When I write an idea or lesson learned on my 3×5 card, I consolidate them at home and transcribe them onto the appropriate document to the future role it applies to. I keep the documents on Dropbox so I can access them anywhere and anytime, to include on my tablet and phone. I transfer both the idea or quote, as well as other relevant data pertaining to the thought (date, author of the quote, location, or any reference needed to make sense of it in the future). Adding context to the actual idea in your centralized notes can enrichen the thought later down the road.
You can use other online platforms like Evernote, your Google Drive, or a physical notebook if you prefer. Ultimately, find a lessons-consolidating system and platform that will best support your learning and long-term retention, and that can be easily accessible for your lifestyle.
Organize Your Notebook
If you’re like me, as I mentioned above, your notebooks (Army green, Moleskin, etc.) likely are unorganized and include inscriptions of both urgent issues that are no longer necessary as well as your valuable lessons important for future success.

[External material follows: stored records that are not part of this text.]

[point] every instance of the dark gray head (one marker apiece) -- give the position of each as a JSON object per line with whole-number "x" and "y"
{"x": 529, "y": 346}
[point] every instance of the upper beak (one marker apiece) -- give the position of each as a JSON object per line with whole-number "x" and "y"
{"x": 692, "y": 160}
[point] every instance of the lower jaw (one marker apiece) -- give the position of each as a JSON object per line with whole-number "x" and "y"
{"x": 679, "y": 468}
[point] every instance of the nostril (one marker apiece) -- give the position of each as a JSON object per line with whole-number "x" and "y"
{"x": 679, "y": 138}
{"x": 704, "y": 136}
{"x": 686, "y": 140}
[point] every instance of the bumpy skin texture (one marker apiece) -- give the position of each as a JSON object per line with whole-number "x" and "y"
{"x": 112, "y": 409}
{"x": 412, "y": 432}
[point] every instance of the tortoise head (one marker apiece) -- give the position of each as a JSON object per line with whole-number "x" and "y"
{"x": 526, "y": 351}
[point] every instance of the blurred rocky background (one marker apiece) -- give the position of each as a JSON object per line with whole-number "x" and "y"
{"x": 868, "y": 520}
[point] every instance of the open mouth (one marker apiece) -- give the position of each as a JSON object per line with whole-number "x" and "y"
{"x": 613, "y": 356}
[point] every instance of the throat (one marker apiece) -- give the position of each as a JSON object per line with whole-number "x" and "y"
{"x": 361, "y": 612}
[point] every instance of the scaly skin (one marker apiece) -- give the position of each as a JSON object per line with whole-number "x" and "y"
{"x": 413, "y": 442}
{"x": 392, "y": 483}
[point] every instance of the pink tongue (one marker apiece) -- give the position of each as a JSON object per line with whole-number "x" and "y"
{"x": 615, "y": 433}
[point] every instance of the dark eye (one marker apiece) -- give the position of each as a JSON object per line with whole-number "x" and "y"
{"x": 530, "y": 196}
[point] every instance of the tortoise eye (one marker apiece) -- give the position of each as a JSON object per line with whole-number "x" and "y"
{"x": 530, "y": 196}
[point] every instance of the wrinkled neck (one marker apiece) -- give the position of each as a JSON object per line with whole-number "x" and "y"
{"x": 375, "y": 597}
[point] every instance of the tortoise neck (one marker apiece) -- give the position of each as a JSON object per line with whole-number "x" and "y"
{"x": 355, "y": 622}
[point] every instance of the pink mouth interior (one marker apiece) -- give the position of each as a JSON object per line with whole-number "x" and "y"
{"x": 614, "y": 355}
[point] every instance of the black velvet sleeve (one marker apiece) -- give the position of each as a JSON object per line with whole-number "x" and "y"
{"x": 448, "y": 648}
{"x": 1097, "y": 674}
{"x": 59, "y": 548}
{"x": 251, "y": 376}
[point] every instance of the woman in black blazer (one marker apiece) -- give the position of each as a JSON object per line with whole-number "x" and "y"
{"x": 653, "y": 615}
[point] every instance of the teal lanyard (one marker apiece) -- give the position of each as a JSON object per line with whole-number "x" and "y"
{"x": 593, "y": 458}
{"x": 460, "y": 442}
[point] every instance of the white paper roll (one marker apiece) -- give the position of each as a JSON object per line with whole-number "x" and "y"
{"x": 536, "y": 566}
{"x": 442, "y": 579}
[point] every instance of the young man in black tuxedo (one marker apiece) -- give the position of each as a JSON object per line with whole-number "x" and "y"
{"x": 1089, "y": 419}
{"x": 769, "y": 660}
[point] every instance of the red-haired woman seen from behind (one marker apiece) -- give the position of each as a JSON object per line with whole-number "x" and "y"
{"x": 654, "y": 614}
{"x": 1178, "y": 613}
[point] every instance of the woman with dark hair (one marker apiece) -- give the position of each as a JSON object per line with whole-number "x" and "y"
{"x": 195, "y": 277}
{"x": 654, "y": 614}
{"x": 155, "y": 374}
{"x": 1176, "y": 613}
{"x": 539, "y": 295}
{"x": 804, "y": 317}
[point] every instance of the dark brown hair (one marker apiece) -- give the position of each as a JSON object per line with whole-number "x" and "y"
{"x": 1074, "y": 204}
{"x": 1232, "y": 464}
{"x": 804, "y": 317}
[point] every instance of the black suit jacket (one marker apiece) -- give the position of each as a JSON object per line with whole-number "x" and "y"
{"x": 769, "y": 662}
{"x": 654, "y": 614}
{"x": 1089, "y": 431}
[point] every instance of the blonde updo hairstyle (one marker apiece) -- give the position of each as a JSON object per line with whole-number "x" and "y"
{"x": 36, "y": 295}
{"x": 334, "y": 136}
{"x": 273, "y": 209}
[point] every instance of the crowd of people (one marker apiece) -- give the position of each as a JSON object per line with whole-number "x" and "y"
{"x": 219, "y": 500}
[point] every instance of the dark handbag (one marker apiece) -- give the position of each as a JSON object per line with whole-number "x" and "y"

How do you separate them to make it an efficient system? I use a simple highlighter.
I keep my green notebook in some form of tactical cover; I personally like this one. In the cover, I am able to keep a highlighter with my notebook at all times. When I do record an important lesson that I need to transfer to my Dropbox documents, I highlight it in the notebook as soon as I write it down.
When my notebook is filled up, I sit down at my computer and transfer all highlighted items into their respective Dropbox document. The highlights make transfer easy, so I’m not trying to make sense of what I wrote or remember the original context; I know if it is highlighted, it is important. Finally, I’m able to keep my green Notebook in case I need it for the future, and to add it to my collection, which I hope looks like this one day.
These ideas may be exactly what you need to improve your long-term learning as a leader or they may not resonate with you at all. Also, this is just one method to consider; there are other great arguments such as this one that argues to integrate all of your note-taking to better make cognitive connections. I challenge you to discover what works best for you and create a habit to improve your experiential learning.
Ultimately, my intent on sharing these ideas is to inspire readers to create a deliberate system to support your learning. Leader development occurs daily, not in a day. It requires initiative on your behalf and cannot be a passive afterthought. I encourage you to find out what way you will best learn to ensure the leader you are years down the road is the best possible version.
I encourage you to share other ideas or ways that you learn and retain lessons as a growing leader! I’d love to hear them.